Executive actions and agency investigations can be powerful, but they are often reversible by a future administration or vulnerable to legal challenge. Formal regulations—promulgated through notice-and-comment rulemaking—last longer and give federal agencies clearer authority to enforce policy.

Administration allies say the next step is clear. "This has been a year of enforcement through investigation," said Bob Eitel, former senior counsel to Education Secretary Betsy DeVos. "Next year will be the year of rulemaking." Officials have signaled plans to revise how Title IX (sex discrimination) and Title VI (race and national-origin discrimination) are interpreted and enforced, as well as to tighten reporting rules for foreign gifts, revisit accreditation standards and implement changes required by the One Big Beautiful Bill Act.

Practical Hurdles

Drafting robust regulations is technical, time-consuming work typically undertaken by career civil servants. But the Education Department has reduced its workforce substantially under Secretary Linda McMahon, and many experienced staff were reassigned or departed. That shrinkage could slow the rulemaking pipeline at the same time the department faces tight statutory deadlines tied to the recent law.

The One Big Beautiful Bill Act requires the department to adopt a series of student-loan and Pell-grant rules with implementation milestones next year, and Treasury must begin writing regulations for a new school-choice tax credit before it takes effect in 2027. At the same time, the Higher Education Act’s "master calendar" establishes timing constraints: rules finalized after Nov. 1 generally cannot take effect the following July, effectively adding a planning calendar that can delay major regulatory initiatives.

Court Pushback and Political Risks

Several of the administration’s aggressive tactics have met judicial resistance. Two federal judges ordered restoration of research funds to Harvard and UCLA after finding the freezes unlawful or coercive. Those rulings may embolden other institutions to resist negotiated settlements and complicate the administration’s strategy of leveraging federal dollars to force policy changes.

Legal losses and the limits of budgetary coercion make formal rulemaking more attractive for the administration—but also more difficult. Regulations themselves are often litigated, and any rules that affect civil-rights protections or students’ access may face intense court scrutiny.

What To Watch

  • Title IX and Title VI Rulemaking: Proposed revisions could redefine sex and race discrimination standards, affecting campus admissions, athletics and diversity programs.
  • Higher-Education Oversight: New reporting requirements for foreign gifts and proposed accreditation changes could reshape university governance.
  • Implementation Deadlines: Rules tied to the One Big Beautiful Bill Act have near-term timelines that will test the department’s reduced staff capacity.
  • Court Challenges: Multiple lawsuits already limit some tactics; future litigation is likely to shape how—and whether—new rules stand.

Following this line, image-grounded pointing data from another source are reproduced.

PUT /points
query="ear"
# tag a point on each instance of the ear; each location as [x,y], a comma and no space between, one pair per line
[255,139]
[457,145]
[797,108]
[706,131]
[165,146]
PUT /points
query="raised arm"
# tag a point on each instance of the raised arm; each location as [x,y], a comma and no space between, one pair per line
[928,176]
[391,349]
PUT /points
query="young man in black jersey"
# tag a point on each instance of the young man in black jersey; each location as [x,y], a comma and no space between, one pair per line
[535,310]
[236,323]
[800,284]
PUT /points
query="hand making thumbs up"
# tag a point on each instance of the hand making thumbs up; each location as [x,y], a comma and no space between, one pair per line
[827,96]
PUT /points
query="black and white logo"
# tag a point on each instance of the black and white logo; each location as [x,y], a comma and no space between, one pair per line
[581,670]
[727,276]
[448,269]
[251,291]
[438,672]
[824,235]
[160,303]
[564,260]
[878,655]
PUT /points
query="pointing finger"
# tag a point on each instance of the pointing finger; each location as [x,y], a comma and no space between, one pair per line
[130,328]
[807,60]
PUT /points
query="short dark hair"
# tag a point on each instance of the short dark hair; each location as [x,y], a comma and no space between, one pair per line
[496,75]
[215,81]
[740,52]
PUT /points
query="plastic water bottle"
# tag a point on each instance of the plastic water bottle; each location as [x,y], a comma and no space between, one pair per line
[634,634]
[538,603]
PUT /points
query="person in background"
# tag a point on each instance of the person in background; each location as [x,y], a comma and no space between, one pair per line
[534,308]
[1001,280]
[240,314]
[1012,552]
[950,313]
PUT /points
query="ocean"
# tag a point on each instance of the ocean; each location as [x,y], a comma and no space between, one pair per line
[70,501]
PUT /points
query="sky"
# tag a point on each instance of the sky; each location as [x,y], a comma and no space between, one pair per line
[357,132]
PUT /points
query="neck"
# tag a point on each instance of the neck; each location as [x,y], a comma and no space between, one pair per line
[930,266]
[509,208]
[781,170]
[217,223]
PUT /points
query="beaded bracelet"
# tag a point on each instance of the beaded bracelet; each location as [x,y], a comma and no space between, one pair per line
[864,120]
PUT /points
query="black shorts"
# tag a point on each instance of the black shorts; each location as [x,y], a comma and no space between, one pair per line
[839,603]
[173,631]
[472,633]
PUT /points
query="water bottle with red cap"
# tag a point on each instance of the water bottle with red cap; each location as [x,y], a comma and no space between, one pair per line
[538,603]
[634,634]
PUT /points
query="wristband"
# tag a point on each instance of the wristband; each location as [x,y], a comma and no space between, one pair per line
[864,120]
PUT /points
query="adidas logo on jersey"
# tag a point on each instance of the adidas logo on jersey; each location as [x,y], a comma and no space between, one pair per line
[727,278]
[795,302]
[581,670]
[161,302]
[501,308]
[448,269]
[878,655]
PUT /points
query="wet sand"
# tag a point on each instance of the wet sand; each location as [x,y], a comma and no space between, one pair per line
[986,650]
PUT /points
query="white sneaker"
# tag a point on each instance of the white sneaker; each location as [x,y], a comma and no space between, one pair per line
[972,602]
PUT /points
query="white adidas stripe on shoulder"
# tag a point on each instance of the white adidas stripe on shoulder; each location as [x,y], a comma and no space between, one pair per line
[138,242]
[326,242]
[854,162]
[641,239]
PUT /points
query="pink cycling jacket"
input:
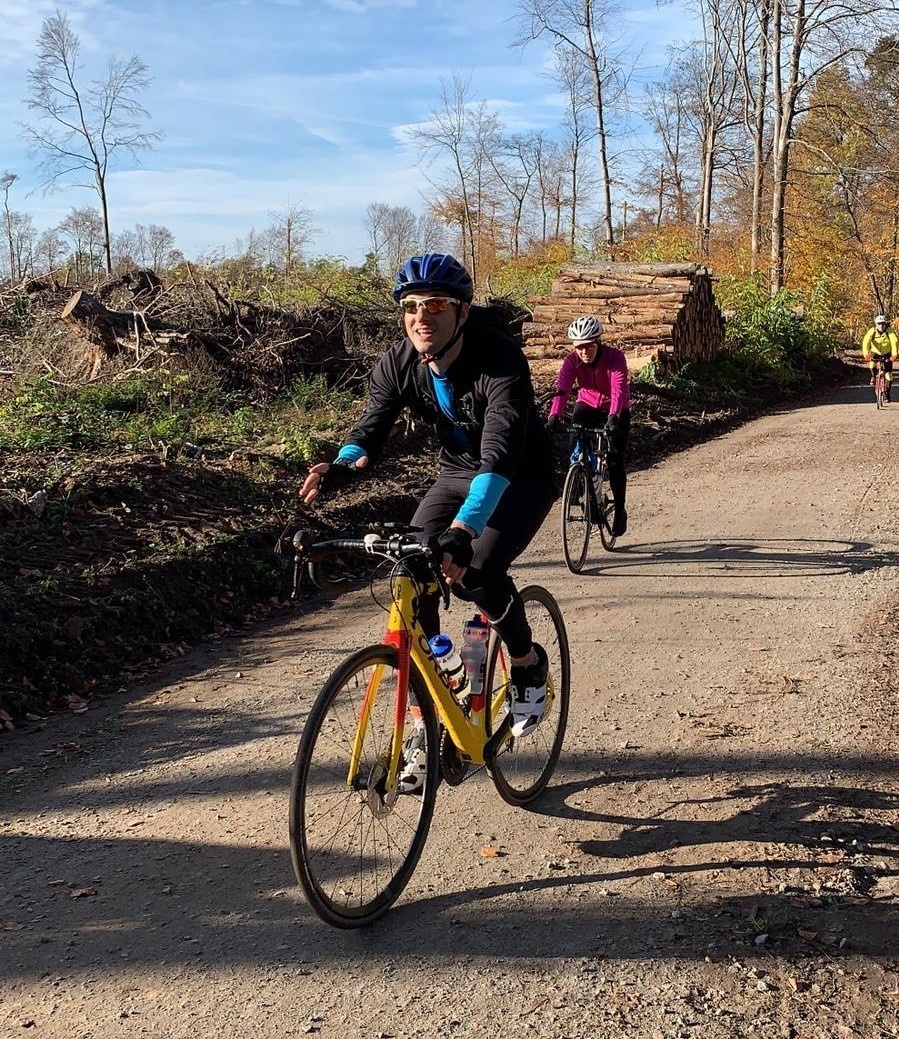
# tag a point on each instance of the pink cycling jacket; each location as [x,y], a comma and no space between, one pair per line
[603,384]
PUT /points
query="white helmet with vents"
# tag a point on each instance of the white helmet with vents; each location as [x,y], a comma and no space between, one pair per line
[585,328]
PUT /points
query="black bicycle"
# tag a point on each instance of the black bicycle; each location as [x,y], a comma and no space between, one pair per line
[586,498]
[881,387]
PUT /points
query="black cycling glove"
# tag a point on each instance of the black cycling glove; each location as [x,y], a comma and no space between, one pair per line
[457,544]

Administration officials point to early victories—the rapid FAFSA rollout and prompt civil-rights activity—as evidence the department can move quickly even with fewer staff. Skeptics warn that a depleted workforce, a clogged regulatory calendar, and ongoing litigation could produce a slow, contested path to durable policy change.

"It's one thing to launch investigations," said Eitel. "In the long run, what's going to matter is what regulations exist on the books and which can be enforced down the road."

As the administration pivots from short-term pressure campaigns to long-form rulemaking, the outcome will hinge on legal battles, congressional dynamics, staffing capacity and the timelines written into statute. The effort to cement the 2025 policy shifts into regulation is under way—but enshrining those changes permanently will be neither quick nor guaranteed.